The above picture is ubiquitous on the Internet, it comes in all sorts of shapes, sizes, colors, and decorations, but the information is the exact same. As can be quickly observed, most of the differences are based strictly upon charisma and personality. How does the term “Boss” fit into the structure of an organization? For the various Internet authors, “Boss” is used as a pejorative to denote anyone lacking in personal charisma.  Anyone holding a position of even the slightest authority can be called “boss” by their co-workers; therefore the term itself becomes vague and generally useless for the purposes of this discussion. A “manager” is defined as someone with a formal position within an organization (from assistant supervisor to CEO or business owner) who has the responsibility and authority to carry out the duties of that position. A manager derives authority because of his official position. A “Leader” is not an official position; rather it is someone who people desire to follow because of perceived personality and character traits.

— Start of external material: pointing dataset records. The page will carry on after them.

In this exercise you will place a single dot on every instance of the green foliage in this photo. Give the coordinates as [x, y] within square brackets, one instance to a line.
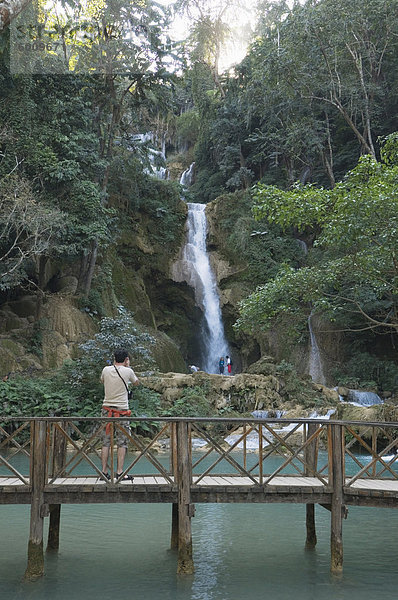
[353, 280]
[187, 127]
[92, 304]
[43, 396]
[364, 370]
[119, 332]
[257, 245]
[193, 403]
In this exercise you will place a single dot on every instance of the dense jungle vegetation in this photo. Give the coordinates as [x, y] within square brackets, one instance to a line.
[297, 142]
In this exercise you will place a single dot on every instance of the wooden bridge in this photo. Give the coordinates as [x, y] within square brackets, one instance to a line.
[47, 462]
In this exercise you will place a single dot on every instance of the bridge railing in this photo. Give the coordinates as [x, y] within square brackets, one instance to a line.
[257, 450]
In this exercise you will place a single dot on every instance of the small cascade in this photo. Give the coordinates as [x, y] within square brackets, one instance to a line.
[157, 158]
[362, 398]
[268, 414]
[194, 268]
[315, 362]
[187, 176]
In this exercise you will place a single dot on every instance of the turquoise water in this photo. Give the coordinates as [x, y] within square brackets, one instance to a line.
[240, 551]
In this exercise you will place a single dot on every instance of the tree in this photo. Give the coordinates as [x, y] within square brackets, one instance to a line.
[29, 230]
[354, 276]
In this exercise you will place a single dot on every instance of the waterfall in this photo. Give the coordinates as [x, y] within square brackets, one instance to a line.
[363, 398]
[187, 177]
[315, 362]
[194, 267]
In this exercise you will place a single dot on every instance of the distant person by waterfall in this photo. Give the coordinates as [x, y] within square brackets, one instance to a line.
[229, 365]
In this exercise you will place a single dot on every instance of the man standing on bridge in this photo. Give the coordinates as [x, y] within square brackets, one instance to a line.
[116, 378]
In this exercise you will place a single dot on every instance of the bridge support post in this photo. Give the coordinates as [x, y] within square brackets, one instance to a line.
[174, 526]
[185, 508]
[35, 567]
[337, 471]
[58, 461]
[311, 456]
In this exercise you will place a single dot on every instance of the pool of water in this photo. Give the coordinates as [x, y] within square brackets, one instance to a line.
[240, 551]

There is a legitimate question of how effectively managers lead their organizations through their personal mannerisms.  Some issues are quite obvious; nobody wishes to hear their supervisor or company executive exclaim “You need to do what I tell you because I’m the boss around here!”, nor does anyone wish to experience abusive or condescending behavior in the workplace. It is assumed that astute managers desire a harmonious work environment in which their employees can be motivated to work at their full potential.

The study of management and leadership began during the late 1800’s, the University of Pennsylvania has the distinction of being the very first university to offer a degree program focused in this field. The early researchers began their examination by looking at the different characteristics of military and business leaders. They were able to discern different tasks or functions that are common to all authority figures or “managers” in carrying out their duties.  The Five Functions of a Manager, as any business school student can recite, are as follows: Plan, Organize, Direct, Control, and Communicate (Many authors use the term “Staffing” as the fifth function; however, for several good reasons, I prefer to use the term Communicate). How a manager carries out these various functions is the basis for this discussion of Boss vs Leader.

Each of the Five Functions of a Manager requires a different set of skills and knowledge, and different people will approach them in different ways. Below is an explanation of each of the terms.       


  • Planning: CEOs and business owners must decide on the future of their organizations by carefully planning in advance. Hypothetically, the CEO of ABC company decides to expand operations into the Southern US. The CEO will issue a statement to the effect “We find opportunity in the South, and expect to expand operations soon.”
  • Organize: After plans are decided upon, managers must organize resources (both personnel and material) in order to reach whatever plans or goals have been made. Continuing from the previous example, the CEO of ABC company decided to expand operations to the Southern US. The CEO must now organize company assets by hiring additional employees, moving assets to the South, leasing office space, or doing whatever else is needed to accomplish the company’s goals.
  •  Directing: This can also be called Commanding or Leading, the manager directs employees by issuing orders. How a manager goes about directing employees is of the utmost importance, and it will depend on a great many factors.  For example, the CEO of IBM directing the Vice-President of Finance to sell some stock in order to raise working capital will use a very different sort of language than the manager of a fast food restaurant directing a rebellious teenage employee to clean the bathrooms.
  •  Controlling: Managers control their company’s resources in order to ensure goals are being met. This is another area in which everything will depend on the situation. The manager of a car dealership may control employees by setting quotas. For example, an underperforming employee may be warned “If you don’t sell three more cars by the end of the week, you’ll be looking for a job”.  A manager may have to address an employee that’s being distracted by personal issues. Example “Get off the phone, and pay more attention to your work”
  • Communication: A manager must communicate constantly, both internally to employees and to external stakeholders. The most successful and effective managers are able to communicate very effectively.
Given the various functional areas of management, and the wide spectrum of organizations and circumstances, it is clear that different managers will be focused on certain of the Five Functions. From the examples above, the CEO of a large company will be focused almost exclusively on Planning. Organizing, and Communicating, with little time to Direct or Control employees and assets. A department manager at the local department store will be focused on Directing and Controlling, with little opportunity for anything else.

Taking into account all the information discussed above, it becomes apparent that an individual manager will adjust their management style depending on the situation. Generally speaking, there is no one with an absolute personality of evil Boss or saintly Leader; everyone has some mixture of both personality traits and everything will depend on a given situation. It should be emphasized that the best leadership style is the one that is appropriate to the situation and will motivate employee to reach their fullest potential.